The recent wave of sales is just one of several indicators of market stress in private markets, and it also shows that investors are starting to lose interest in “alternative assets,” which were only recently bringing in money.
Private investments are frequently organised into funds managed by buyout firms and were originally designed as an illiquid but rewarding way to access unlisted companies. They have grown to include building and infrastructure projects as they have grown in popularity.
Money managers must use a second-hand market that has just exploded because it is difficult to leave such funds before maturity, which is typically at least three years.
Since sales are negotiated discreetly, it is difficult to estimate total turnover, but it is at or close to record levels given the discounts being offered.

According to investment firm Hamilton Lane, private equity shares worth a record $224 billion have been offered on the resale market this year as of mid-November.
Though not all have been sold, analytical company Preqin calculates that the total value of secondary trades through the third quarter was almost $65 billion. This amount is far greater than prior years and is not far from the projected total for 2021 of just over $70 billion.
Market participants claim a number of reasons are influencing sales.
Some investors require money. Market players used the September debt market collapse in Britain as an illustration. Investors had to pay losses and did so by using their private equity assets.
Others wish to use their money in other ways, which indicates that private equity entities are no longer held in such high regard.
Then there are funds for pensions that are compelled to leave because they must adhere to the limits on the allocations they can make to such investments.
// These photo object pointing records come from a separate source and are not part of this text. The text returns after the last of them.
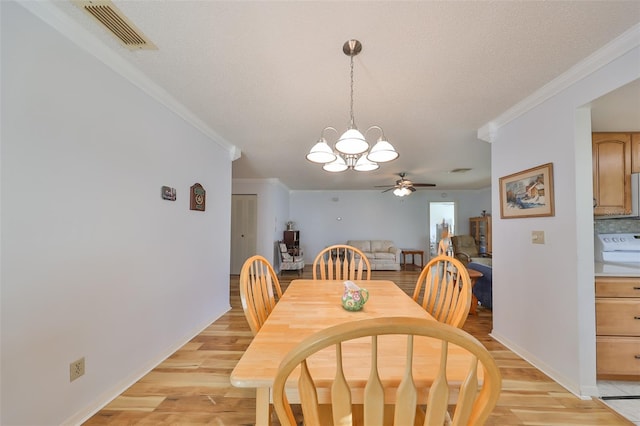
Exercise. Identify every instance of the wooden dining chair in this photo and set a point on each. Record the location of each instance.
(341, 262)
(410, 406)
(257, 282)
(444, 290)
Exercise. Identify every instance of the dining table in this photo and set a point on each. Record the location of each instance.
(308, 306)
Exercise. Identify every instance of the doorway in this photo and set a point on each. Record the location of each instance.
(244, 229)
(442, 216)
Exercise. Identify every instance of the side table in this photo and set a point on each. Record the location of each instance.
(413, 254)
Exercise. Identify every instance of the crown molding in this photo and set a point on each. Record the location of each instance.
(53, 16)
(622, 44)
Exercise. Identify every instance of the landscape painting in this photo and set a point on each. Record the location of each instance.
(528, 193)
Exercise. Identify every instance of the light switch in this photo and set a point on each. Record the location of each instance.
(537, 237)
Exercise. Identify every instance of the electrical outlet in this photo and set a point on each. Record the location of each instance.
(76, 369)
(537, 237)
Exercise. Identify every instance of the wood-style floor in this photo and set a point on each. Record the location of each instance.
(192, 386)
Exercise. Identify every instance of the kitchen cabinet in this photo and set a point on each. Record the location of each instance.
(292, 241)
(480, 230)
(611, 173)
(618, 328)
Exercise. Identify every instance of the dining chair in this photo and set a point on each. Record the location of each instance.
(341, 262)
(476, 398)
(444, 290)
(257, 282)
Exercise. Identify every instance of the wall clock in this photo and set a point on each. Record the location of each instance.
(198, 197)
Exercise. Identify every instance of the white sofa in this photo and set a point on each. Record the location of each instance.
(382, 254)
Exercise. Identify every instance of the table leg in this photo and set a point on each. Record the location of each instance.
(474, 299)
(263, 415)
(474, 305)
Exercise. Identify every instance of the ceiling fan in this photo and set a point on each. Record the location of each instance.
(404, 186)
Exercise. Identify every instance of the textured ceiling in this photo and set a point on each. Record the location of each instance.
(269, 76)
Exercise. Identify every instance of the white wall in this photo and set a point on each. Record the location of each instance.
(273, 213)
(333, 217)
(94, 263)
(544, 294)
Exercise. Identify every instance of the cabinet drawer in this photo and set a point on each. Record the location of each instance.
(618, 356)
(618, 317)
(617, 287)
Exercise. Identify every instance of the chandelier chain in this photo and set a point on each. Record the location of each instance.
(353, 124)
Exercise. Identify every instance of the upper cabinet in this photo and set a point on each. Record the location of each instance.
(612, 165)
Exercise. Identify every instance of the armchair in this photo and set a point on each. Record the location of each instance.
(465, 250)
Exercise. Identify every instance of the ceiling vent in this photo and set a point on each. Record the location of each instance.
(105, 12)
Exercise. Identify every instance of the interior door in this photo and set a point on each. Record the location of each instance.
(442, 215)
(244, 228)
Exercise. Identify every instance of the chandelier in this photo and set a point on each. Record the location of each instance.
(351, 151)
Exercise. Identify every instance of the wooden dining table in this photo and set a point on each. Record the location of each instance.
(308, 306)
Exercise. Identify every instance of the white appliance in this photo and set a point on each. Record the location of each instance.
(635, 199)
(619, 248)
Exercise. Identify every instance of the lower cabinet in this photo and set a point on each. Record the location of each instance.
(618, 328)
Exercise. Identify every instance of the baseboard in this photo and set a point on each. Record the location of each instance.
(106, 397)
(584, 393)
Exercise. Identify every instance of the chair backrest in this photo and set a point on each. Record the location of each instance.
(444, 290)
(341, 262)
(257, 282)
(474, 403)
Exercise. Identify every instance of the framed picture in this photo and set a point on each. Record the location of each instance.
(168, 193)
(198, 197)
(528, 193)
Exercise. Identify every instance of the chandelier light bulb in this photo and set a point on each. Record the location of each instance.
(321, 152)
(352, 142)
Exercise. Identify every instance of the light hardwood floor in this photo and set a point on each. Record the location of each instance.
(192, 386)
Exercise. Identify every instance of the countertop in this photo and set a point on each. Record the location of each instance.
(610, 269)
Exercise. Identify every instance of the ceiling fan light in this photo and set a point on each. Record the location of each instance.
(401, 192)
(339, 165)
(352, 142)
(365, 165)
(321, 152)
(382, 152)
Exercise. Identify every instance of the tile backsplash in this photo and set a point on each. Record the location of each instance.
(616, 226)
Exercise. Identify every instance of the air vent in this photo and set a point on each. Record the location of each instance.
(105, 12)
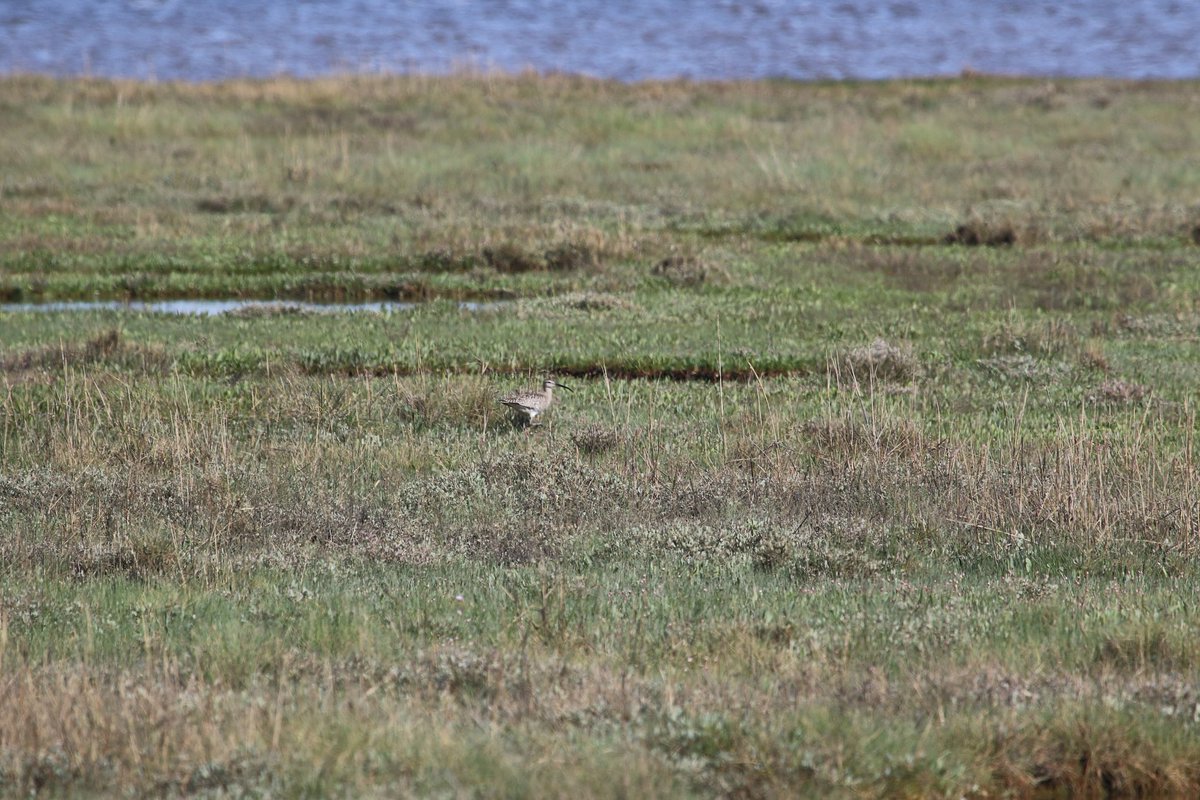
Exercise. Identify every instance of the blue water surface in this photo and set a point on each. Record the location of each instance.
(628, 40)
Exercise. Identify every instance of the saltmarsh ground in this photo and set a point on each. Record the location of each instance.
(877, 477)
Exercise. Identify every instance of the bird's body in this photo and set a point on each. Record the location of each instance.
(528, 403)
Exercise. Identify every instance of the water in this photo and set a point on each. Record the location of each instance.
(214, 307)
(616, 38)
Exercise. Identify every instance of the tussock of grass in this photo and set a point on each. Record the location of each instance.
(837, 509)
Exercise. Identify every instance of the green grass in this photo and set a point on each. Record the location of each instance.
(877, 477)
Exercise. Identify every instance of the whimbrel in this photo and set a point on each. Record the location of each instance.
(531, 403)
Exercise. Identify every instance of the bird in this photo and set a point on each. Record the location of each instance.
(529, 403)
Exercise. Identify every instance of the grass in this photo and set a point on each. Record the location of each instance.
(877, 479)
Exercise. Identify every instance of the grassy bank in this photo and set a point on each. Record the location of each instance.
(877, 477)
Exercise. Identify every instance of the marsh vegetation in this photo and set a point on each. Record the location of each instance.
(877, 479)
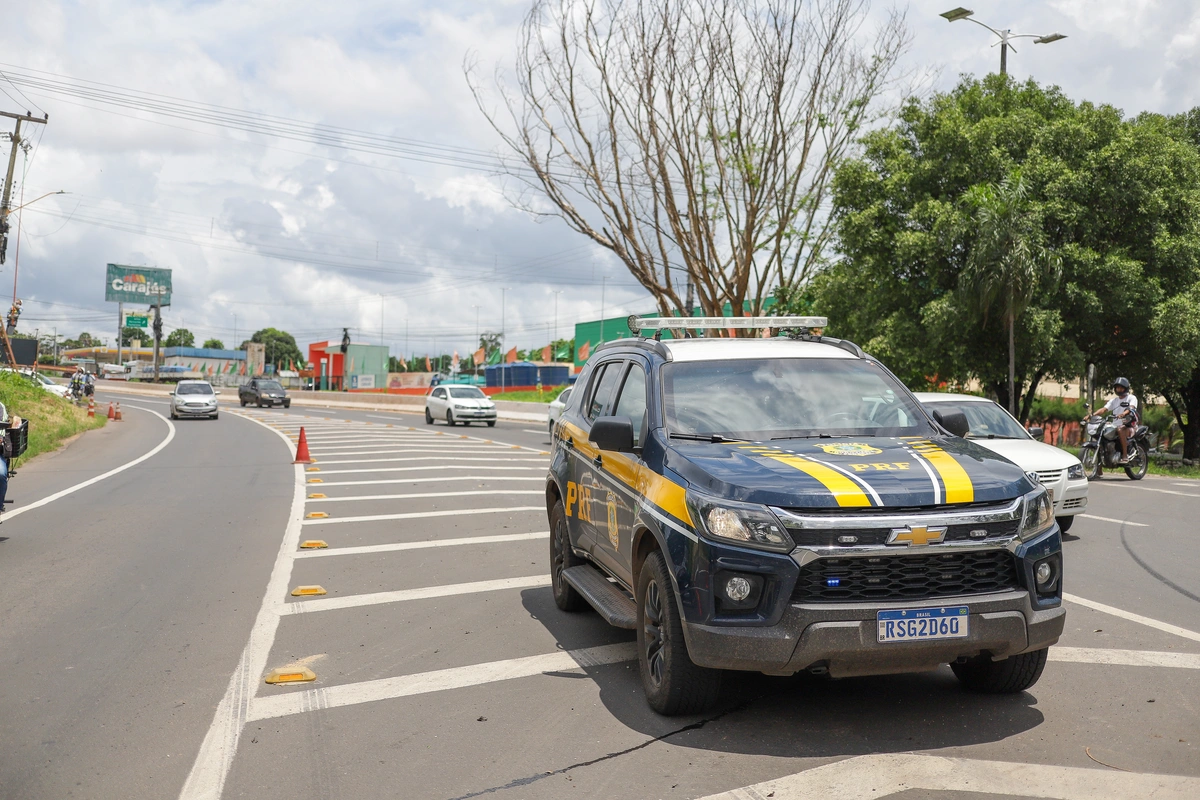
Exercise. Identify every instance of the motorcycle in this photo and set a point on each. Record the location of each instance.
(1103, 449)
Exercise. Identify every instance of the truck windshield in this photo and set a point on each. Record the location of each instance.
(786, 398)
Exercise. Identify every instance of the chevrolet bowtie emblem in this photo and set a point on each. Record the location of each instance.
(918, 535)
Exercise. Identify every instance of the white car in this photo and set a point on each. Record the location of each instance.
(557, 405)
(193, 398)
(456, 403)
(993, 427)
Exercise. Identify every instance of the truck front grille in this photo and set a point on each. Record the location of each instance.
(888, 577)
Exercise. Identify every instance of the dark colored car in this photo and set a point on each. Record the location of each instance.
(785, 506)
(263, 391)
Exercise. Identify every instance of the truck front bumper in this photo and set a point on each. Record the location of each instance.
(844, 639)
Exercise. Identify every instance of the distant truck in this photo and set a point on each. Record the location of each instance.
(263, 391)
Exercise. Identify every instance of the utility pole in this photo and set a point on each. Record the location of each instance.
(6, 205)
(157, 332)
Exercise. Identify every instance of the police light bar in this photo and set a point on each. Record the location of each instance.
(637, 324)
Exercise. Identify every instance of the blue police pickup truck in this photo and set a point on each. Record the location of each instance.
(786, 505)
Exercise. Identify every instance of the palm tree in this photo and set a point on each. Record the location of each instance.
(1008, 263)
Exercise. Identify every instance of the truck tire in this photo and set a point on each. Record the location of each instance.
(672, 683)
(563, 558)
(1008, 677)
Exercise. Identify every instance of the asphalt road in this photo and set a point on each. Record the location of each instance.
(136, 637)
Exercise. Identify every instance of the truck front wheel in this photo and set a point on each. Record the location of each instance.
(672, 683)
(1008, 677)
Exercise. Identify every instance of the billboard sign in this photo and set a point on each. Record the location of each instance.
(137, 284)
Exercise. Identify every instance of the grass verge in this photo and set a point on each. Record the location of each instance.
(52, 420)
(546, 396)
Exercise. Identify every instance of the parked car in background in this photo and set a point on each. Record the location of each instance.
(193, 398)
(995, 428)
(557, 405)
(455, 403)
(263, 391)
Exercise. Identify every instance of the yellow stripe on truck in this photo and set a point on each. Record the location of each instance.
(846, 492)
(959, 487)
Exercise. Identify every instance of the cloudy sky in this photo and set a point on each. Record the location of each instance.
(406, 242)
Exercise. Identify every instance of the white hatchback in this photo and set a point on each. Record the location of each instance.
(995, 428)
(456, 403)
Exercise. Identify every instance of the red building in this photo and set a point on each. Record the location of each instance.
(330, 354)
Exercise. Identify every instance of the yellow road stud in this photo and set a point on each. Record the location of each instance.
(291, 675)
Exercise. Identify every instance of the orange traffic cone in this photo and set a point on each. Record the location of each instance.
(303, 456)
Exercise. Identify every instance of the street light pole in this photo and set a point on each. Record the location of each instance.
(1006, 36)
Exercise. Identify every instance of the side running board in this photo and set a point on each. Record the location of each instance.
(605, 596)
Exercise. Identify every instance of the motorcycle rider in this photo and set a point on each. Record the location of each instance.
(1125, 409)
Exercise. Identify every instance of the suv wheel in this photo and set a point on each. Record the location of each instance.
(1008, 677)
(672, 683)
(563, 558)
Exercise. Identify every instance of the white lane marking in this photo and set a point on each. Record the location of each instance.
(97, 479)
(406, 469)
(1126, 657)
(439, 680)
(539, 476)
(419, 515)
(1133, 618)
(405, 595)
(1119, 522)
(405, 458)
(420, 546)
(211, 767)
(1147, 488)
(425, 494)
(868, 777)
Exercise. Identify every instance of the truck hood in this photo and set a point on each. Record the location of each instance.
(845, 473)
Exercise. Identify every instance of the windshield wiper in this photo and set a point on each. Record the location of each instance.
(826, 435)
(712, 438)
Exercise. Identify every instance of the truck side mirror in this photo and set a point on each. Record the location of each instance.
(615, 433)
(954, 421)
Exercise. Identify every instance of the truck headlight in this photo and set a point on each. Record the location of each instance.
(744, 523)
(1038, 513)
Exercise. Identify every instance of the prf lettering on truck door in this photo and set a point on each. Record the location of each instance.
(582, 495)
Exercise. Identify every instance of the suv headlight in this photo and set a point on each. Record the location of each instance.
(1038, 513)
(744, 523)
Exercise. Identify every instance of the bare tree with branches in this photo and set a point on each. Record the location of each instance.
(695, 139)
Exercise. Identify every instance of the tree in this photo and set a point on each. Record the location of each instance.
(281, 347)
(1119, 200)
(1007, 264)
(694, 140)
(180, 337)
They are some of the top sellers.
As per Alistair Watson, the lead of strategic innovation for private equities at fund manager abrdn, there aren’t many options if the allocation aim is 5% and there is suddenly a kind of reasonable market value sitting at 10%.
When private equity funds outperform public markets, as they have this year, the desire to sell in order to rebalance the portfolio may arise.
The problem is that when someone tries to sell assets rapidly to fix goal allocation, they typically do so during a time of volatility, so a secondary price might not be the best, according to Watson.
In more stable times, buyers often obtain modest discounts from book value, but recently, these have drastically increased.
A portfolio would typically trade at a discount of 1–2% from book value. According to Jan Philipp Schmitz, lead of Germany and Asia at Ardian, one of the major players in the private equity secondary market, these premium portfolios are currently trading at double-digit discounts.
He said that buyers can be highly choosy.
Numerous private investments, which are normally appraised every three months, seem to have performed exceptionally well this year. However, there are indications that public opinion is shifting.
According to a story in the Financial Times, American acquisition firm Carlyle Group is having trouble reaching its fundraising goals.

Additionally, there is withdrawal pressure on the widely held unregistered Blackstone real estate trust, which has increased in value this year. After redemptions reach certain restrictions, withdrawals are prohibited.
Nevertheless, many people are content with their private investments.
Man Juttijudata, the deputy secretary general of the renowned fund’s investment strategy & external fund management group, noted that Thailand’s government pension fund, for instance, allowed the percentage of its portfolio decided to invest in private assets to increase from about 5% nearly a decade ago to about 18% to 20% today.